Insulin is produced by pancreatic β-cells, and once released to the blood, the hormone stimulates glucose uptake and suppresses glucose production. Defects in both the availability and action of insulin lead to elevated plasma glucose levels and are major hallmarks of type-2 diabetes. Insulin is stored in secretory granules that form at the trans-Golgi network. The granules undergo extensive modifications en route to their release sites at the plasma membrane, including changes in both protein and lipid composition of the granule membrane and lumen. In parallel, the insulin molecules also undergo extensive modifications that render the hormone biologically active. In this review, we summarize current understanding of insulin secretory granule biogenesis, maturation, transport, docking, priming and eventual fusion with the plasma membrane. We discuss how different pools of granules form and how these pools contribute to insulin secretion under different conditions. We also highlight the role of the β-cell in the development of type-2 diabetes and discuss how dysregulation of one or several steps in the insulin granule life cycle may contribute to disease development or progression.

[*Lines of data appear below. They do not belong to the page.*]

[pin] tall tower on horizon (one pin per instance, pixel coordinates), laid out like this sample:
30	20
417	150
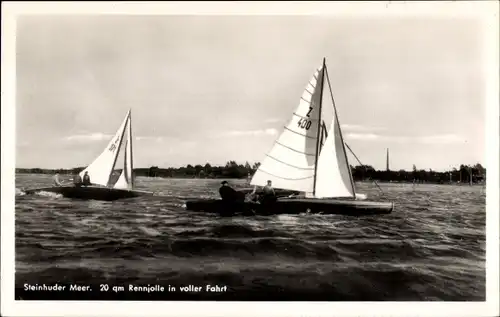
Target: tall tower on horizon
387	161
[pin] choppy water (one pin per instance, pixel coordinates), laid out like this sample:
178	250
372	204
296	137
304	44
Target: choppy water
432	247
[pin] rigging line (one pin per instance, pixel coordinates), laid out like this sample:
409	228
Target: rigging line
362	165
300	168
288	179
339	130
300	152
304	135
298	115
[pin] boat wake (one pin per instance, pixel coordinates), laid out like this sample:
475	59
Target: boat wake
48	194
21	192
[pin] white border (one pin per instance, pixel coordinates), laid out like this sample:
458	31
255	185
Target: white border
485	10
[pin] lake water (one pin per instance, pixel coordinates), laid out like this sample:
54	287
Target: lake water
432	247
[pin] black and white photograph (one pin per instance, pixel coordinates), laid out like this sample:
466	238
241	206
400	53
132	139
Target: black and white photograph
309	154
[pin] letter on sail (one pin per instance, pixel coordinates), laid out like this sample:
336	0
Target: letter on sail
290	163
333	177
126	178
100	169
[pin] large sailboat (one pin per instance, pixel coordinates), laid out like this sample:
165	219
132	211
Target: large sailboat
107	182
308	157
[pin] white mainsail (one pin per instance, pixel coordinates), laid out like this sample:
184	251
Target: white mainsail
126	178
101	168
290	163
332	178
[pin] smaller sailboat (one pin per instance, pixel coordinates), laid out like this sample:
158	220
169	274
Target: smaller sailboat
104	183
308	157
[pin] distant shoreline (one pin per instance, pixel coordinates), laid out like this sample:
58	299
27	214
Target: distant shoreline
232	170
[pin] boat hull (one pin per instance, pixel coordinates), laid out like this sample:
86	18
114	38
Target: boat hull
292	206
90	192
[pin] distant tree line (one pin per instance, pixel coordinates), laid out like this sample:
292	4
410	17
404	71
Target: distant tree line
462	174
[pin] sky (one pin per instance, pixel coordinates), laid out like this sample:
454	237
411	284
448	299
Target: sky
219	88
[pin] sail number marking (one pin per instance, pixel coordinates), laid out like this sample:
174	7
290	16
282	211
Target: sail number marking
112	147
305	123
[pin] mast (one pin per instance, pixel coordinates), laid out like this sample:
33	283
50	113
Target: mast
118	149
131	149
340	133
387	161
318	141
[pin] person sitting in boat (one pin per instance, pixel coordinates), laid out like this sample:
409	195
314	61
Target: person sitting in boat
77	180
57	182
86	179
227	193
267	193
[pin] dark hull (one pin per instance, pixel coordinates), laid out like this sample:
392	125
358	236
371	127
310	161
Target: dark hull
278	192
292	206
90	192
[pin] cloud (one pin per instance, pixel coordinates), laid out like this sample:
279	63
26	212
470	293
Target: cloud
149	138
360	128
88	137
362	136
442	139
273	120
432	139
270	131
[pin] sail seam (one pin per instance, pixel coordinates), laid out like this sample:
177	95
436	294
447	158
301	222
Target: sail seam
301	168
304	135
294	149
311	93
298	115
285	178
308	102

胰岛素由胰岛β细胞分泌,释放入血后,该激素可促进葡萄糖摄取并抑制葡萄糖生成。胰岛素的可用性和作用缺陷会导致血浆葡萄糖水平升高,这也是 2 型糖尿病的主要特征。胰岛素储存在形成于高尔基复合体的分泌颗粒中。这些颗粒在向质膜上的释放部位运输的过程中经历了广泛的修饰,包括颗粒膜和腔中的蛋白质和脂质组成的变化。同时,胰岛素分子也经历了广泛的修饰,使其具有生物活性。在这篇综述中,我们总结了目前对胰岛素分泌颗粒发生、成熟、运输、 docking、 引发以及最终与质膜融合的理解。我们讨论了不同颗粒池的形成方式,以及这些颗粒池如何在不同条件下促进胰岛素分泌。我们还强调了β细胞在 2 型糖尿病发展中的作用,并讨论了胰岛素颗粒生命周期中的一个或多个步骤的失调如何导致疾病的发展或进展。